Step-by-step explanation:

Written in image.

Answer 2

The locus of the point which is equidistant from the given points is $6x+4y-3=0$.

Given,

A point is equidistant from points A(-3, 2), and B(0, 4).

To find,

Locus of this point.

Solution,

It can be seen that here, a point is given to be equidistant from the points A(-3, 2), and B(0, 4).

Firstly, let this point be P($x,y$).

The distance of above point P($x,y$) from A and B can be determined using the distance formula as follows.

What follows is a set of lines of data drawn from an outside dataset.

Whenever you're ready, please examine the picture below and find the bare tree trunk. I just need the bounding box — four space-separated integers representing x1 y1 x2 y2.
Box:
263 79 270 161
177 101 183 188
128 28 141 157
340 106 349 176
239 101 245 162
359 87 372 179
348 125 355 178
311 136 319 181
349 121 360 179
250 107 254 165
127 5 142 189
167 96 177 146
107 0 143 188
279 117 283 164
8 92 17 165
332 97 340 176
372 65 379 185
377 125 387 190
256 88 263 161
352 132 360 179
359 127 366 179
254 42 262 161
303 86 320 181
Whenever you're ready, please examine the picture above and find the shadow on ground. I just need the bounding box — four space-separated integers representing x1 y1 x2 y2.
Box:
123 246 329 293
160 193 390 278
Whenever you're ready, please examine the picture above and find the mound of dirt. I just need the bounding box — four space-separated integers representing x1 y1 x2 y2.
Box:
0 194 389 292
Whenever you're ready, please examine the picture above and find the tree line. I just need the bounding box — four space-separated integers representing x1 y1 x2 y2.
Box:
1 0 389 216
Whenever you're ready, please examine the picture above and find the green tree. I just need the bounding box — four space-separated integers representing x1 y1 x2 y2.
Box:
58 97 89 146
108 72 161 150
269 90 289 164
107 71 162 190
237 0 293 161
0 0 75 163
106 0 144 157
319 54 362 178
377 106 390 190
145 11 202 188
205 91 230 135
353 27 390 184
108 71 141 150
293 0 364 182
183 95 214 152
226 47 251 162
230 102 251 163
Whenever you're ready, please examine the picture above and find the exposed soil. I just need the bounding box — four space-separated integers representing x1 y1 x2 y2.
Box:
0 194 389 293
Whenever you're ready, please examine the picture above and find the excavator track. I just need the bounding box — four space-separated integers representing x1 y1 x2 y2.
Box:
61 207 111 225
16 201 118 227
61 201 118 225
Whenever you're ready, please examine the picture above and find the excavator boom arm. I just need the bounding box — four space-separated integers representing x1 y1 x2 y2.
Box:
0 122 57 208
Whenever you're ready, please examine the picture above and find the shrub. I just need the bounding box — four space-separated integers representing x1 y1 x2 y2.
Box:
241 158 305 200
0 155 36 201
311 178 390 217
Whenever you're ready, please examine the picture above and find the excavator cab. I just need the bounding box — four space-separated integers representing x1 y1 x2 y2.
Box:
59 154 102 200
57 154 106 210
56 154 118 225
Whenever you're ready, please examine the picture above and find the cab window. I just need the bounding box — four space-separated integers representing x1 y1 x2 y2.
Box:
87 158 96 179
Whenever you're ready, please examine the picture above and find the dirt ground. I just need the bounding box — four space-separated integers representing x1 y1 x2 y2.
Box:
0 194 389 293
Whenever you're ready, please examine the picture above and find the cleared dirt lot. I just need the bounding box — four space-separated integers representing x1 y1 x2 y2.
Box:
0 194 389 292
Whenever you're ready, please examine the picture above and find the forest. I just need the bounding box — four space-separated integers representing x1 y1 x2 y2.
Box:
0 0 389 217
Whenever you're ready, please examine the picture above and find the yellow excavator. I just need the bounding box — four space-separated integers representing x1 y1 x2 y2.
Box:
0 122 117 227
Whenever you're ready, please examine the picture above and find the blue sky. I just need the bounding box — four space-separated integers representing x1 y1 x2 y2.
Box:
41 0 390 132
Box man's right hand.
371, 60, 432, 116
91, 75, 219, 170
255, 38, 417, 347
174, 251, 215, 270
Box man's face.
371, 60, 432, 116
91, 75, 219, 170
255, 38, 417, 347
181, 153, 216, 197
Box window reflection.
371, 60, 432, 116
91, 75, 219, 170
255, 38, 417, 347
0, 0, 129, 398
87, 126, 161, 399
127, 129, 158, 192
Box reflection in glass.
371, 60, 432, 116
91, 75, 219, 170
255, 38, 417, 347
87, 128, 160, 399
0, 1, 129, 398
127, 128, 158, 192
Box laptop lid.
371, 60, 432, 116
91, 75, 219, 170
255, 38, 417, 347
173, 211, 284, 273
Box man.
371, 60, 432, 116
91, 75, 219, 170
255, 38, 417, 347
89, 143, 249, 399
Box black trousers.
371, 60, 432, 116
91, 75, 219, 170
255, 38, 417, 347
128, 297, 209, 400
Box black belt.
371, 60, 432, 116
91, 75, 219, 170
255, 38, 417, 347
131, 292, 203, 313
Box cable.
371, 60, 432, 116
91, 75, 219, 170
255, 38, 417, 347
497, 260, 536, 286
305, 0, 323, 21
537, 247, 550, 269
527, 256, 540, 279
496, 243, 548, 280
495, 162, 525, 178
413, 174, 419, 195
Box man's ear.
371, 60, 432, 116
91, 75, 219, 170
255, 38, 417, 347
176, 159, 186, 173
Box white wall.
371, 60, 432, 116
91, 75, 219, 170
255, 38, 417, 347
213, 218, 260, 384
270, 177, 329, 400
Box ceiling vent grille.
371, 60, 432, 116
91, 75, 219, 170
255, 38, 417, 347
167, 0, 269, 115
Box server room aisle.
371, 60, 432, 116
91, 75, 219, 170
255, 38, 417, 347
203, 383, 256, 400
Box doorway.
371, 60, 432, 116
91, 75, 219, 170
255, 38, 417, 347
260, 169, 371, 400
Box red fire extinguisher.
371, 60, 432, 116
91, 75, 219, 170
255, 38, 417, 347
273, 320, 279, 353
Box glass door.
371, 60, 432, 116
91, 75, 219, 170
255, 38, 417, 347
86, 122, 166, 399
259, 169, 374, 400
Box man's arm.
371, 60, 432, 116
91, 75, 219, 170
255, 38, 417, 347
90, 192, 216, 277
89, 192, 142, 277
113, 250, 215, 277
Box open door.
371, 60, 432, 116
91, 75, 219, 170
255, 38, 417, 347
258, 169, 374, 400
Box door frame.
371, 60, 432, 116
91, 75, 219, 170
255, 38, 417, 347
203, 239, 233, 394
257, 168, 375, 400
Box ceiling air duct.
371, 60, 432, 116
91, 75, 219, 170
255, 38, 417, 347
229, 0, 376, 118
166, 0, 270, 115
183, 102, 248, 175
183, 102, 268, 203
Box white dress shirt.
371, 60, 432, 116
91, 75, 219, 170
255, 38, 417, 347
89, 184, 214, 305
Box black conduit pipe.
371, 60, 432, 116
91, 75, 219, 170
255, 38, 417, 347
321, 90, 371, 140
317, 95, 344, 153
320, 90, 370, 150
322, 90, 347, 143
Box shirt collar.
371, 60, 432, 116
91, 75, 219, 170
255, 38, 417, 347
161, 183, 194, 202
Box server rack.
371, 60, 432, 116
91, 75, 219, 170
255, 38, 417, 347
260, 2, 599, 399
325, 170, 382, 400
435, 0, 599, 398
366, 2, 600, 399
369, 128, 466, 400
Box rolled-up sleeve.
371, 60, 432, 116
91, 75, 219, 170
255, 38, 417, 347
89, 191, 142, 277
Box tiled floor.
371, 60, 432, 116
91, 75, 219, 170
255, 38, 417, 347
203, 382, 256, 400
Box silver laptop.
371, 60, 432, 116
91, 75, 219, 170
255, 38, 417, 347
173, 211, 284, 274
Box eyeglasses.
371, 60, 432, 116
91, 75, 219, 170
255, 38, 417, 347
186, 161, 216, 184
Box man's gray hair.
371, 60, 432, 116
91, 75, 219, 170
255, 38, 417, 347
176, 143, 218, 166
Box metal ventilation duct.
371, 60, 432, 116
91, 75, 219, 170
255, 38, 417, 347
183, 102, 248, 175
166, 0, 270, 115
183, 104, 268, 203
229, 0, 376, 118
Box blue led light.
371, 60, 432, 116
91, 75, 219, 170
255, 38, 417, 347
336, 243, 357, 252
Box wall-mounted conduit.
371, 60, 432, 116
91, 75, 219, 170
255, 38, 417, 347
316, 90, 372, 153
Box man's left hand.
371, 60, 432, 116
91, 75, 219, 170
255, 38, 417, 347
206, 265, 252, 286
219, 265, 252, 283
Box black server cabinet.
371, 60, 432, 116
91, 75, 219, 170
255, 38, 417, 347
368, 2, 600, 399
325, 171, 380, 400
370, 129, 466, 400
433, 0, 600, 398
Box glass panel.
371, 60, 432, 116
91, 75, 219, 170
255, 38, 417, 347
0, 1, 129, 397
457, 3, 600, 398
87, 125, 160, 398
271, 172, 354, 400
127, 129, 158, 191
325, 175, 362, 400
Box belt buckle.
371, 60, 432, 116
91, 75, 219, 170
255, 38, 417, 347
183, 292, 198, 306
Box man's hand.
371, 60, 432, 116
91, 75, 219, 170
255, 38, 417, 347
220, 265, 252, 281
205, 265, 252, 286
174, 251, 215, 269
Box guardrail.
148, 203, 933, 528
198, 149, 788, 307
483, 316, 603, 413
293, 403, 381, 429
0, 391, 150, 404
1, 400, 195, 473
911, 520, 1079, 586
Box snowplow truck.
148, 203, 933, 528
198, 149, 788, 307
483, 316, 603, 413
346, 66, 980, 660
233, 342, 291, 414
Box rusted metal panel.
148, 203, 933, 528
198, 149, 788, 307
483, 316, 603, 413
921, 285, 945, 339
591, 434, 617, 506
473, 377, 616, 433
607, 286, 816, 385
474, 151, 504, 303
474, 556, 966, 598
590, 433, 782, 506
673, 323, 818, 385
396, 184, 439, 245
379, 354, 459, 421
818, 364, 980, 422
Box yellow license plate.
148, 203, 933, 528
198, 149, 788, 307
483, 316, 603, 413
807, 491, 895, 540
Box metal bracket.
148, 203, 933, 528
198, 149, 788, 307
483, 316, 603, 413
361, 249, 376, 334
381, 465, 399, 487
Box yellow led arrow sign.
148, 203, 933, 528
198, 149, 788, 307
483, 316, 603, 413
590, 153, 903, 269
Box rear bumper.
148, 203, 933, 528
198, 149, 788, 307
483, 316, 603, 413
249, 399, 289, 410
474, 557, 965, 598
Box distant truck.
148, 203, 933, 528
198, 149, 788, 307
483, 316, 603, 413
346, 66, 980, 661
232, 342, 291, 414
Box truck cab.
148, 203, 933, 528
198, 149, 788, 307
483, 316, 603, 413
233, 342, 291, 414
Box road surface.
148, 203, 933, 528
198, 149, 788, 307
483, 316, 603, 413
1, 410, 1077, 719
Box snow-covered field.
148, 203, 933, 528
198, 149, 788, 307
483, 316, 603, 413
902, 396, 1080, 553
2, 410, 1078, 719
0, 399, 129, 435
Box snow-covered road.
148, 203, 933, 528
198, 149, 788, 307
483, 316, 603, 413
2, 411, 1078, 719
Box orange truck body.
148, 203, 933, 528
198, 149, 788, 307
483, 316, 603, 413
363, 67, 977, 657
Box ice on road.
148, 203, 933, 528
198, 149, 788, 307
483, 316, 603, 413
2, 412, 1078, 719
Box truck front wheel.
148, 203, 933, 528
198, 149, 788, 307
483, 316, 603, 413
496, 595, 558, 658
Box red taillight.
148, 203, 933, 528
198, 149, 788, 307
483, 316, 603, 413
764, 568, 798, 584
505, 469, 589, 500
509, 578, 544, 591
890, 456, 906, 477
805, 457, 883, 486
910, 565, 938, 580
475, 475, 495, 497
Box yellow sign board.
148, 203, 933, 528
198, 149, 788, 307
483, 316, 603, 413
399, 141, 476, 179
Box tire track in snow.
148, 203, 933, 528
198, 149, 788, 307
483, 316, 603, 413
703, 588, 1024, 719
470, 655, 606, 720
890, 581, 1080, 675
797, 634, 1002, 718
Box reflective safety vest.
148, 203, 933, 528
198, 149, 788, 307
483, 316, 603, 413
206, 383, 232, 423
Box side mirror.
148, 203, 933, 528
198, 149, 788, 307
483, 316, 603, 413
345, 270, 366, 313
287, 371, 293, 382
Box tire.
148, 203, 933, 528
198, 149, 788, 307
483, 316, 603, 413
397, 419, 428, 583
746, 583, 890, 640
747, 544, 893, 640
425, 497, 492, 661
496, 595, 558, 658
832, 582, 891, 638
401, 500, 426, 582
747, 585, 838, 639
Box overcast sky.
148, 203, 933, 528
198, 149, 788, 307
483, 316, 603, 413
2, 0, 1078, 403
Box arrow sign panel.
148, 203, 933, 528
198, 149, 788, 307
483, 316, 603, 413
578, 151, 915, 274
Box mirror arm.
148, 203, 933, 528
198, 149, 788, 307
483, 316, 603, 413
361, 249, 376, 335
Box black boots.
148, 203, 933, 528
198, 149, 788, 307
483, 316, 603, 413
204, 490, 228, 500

If the two points are $L(x_1,y_1)$ and $M(x_2,y_2)$, then the distance LM is given as

$LM=d=\sqrt{(x_2-x_1)^2+(y_2-y_1)^2}$

• Distance AP

$AP=\sqrt{(-3-x)^2+(2-y)^2}$

$\implies AP=\sqrt{(3+x)^2+(2-y)^2}$

• Distance BP

$BP=\sqrt{(0-x)^2+(4-y)^2}$

$\implies BP=\sqrt{x^2+(4-y)^2}$

The two distances must be equal since P is equidistant from A and B.

Thus,

$AP = BP$

$\implies \sqrt{(3+x)^2+(2-y)^2} =\sqrt{x^2+(4-y)^2}$

Squaring both sides, we get,

$(3+x)^2+(2-y)^2=x^2+(4-y)^2$

Simplifying,

$[9 + 6x+x^2]+[4-4y+y^2]=x^2+[16-8y+y^2]$

$\implies 9 + 6x+4-4y=16-8y$

$\implies 13 + 6x-4y=16-8y$

Rearranging,

$6x-4y+8y+13-16=0$

$\implies 6x+4y-3=0,$ which is the required locus or equation.

Therefore, the locus of the point which is equidistant from the given points is $6x+4y-3=0$.

#SPJ2